Son sekansta ise gelişimi tamamlanmış Joker’in hükümdarlığını tescil etmesiyle işler çığırından çıkıyor. Artık Arthur’un doğduğu kişi değil, olduğu kişi terör estiriyor sokaklarda. Palyaço maskesi takmış kalabalık bir grup isyan başlatıyor. Arthur ise hiçbir alakası olmayan bu başkaldırıdan son derece memnun; kendisine hayranlık duyan bu barbarları kucaklıyor ve gururlanıyor. Herkes gibi davranmayarak, bekleneni yapmayarak, fevri hareketlerinin sonucu olarak en sonunda kabul görüyor, sapkınlara ilham kaynağı oluyor. Ardından kaldırıldığı akıl hastanesinde aklına bir şaka geldiğini söyleyip ilk defa samimiyetle gülümsüyor ve Frank Sinatra’nın That’s Life şarkısıyla kapanışı yapıyor.
“Bu hayat
Ne kadar komik görünse de
Bazıları tekme yer
Hayalleri yıkılır
Ama bunun beni yolumdan alıkoymasına izin vermiyorum
Çünkü yaşlı dünya dönmeye devam ediyor…”
İzleyicisini kimi zaman ters köşeye yatıran, Arthur’un trajikomik hayatına konuk eden Joker filmi, ardında cevaplanmamış birçok soru bırakarak veda ediyor. Hastane kayıtları Arthur’un evlatlık olduğunu söylese de Arthur gerçekten evlatlık mı? Annesinin gençlik fotoğrafının arkasındaki “T.W.” imzası Thomas Wayne’e mi ait? Eğer öyleyse annesi Thomas Wayne ile ilişki yaşadı mı? Yoksa Thomas Wayne Arthur’un gerçek babası mı?
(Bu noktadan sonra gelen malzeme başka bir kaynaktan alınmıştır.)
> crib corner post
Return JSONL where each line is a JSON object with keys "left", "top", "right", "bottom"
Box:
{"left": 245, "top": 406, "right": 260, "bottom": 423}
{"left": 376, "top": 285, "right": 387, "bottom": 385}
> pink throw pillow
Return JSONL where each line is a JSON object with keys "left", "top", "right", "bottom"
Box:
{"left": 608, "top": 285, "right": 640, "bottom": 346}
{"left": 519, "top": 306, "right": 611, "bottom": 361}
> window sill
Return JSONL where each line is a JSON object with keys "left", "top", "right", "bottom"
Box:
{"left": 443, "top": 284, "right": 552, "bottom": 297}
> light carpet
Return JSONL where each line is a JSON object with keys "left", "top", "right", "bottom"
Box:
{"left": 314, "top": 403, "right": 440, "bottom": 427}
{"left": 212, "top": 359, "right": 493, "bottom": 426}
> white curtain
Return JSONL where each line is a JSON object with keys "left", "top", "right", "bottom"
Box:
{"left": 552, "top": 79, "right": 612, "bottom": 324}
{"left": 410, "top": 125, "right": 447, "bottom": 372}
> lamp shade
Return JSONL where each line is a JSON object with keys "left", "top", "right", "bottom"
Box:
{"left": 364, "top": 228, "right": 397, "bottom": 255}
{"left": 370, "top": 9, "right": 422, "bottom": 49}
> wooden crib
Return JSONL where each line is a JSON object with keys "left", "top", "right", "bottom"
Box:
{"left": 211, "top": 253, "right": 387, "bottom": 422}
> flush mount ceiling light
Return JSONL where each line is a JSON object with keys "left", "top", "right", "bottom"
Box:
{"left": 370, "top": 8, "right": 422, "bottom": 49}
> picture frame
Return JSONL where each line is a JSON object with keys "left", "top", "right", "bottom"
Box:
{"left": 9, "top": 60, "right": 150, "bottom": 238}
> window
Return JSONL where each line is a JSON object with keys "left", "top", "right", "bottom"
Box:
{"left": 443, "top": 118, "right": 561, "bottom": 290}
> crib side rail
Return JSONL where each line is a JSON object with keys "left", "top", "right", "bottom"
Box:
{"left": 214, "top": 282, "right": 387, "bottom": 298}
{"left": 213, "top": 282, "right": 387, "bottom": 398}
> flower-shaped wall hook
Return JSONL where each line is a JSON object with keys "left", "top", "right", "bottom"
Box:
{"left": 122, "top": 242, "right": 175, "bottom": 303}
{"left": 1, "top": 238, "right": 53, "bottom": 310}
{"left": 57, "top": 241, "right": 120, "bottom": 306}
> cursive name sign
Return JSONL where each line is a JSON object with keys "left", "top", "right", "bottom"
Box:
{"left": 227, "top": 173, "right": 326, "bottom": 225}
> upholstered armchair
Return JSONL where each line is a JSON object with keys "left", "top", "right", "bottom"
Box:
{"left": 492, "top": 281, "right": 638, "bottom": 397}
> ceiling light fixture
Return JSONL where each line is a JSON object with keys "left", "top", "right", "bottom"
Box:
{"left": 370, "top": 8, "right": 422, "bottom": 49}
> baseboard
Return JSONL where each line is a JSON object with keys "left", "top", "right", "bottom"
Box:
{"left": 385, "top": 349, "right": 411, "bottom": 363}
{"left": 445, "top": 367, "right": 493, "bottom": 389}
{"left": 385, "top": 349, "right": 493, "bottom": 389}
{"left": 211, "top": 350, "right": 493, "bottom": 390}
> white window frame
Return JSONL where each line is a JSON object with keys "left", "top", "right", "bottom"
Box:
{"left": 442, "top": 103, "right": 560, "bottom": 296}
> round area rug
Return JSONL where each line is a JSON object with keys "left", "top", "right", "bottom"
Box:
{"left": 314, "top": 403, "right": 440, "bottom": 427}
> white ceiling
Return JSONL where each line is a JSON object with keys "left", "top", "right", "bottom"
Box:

Tüm bu soruların yanında film boyunca yaşanan bazı olayların yalnızca Arthur’un sanrılarından ibaret olması, geri kalan sahnelerin de gerçekliğini sorgulatıyor. Bu bağlamda tüm filmin hayal ürünü olduğu ve Arthur’un en başından beri akıl hastanesinde yaşadığı konuşulanlar arasında. Belki de Arthur gerçek Joker değil, yalnızca Joker’e ilham veren bir ruh hastasıydı. Sizce?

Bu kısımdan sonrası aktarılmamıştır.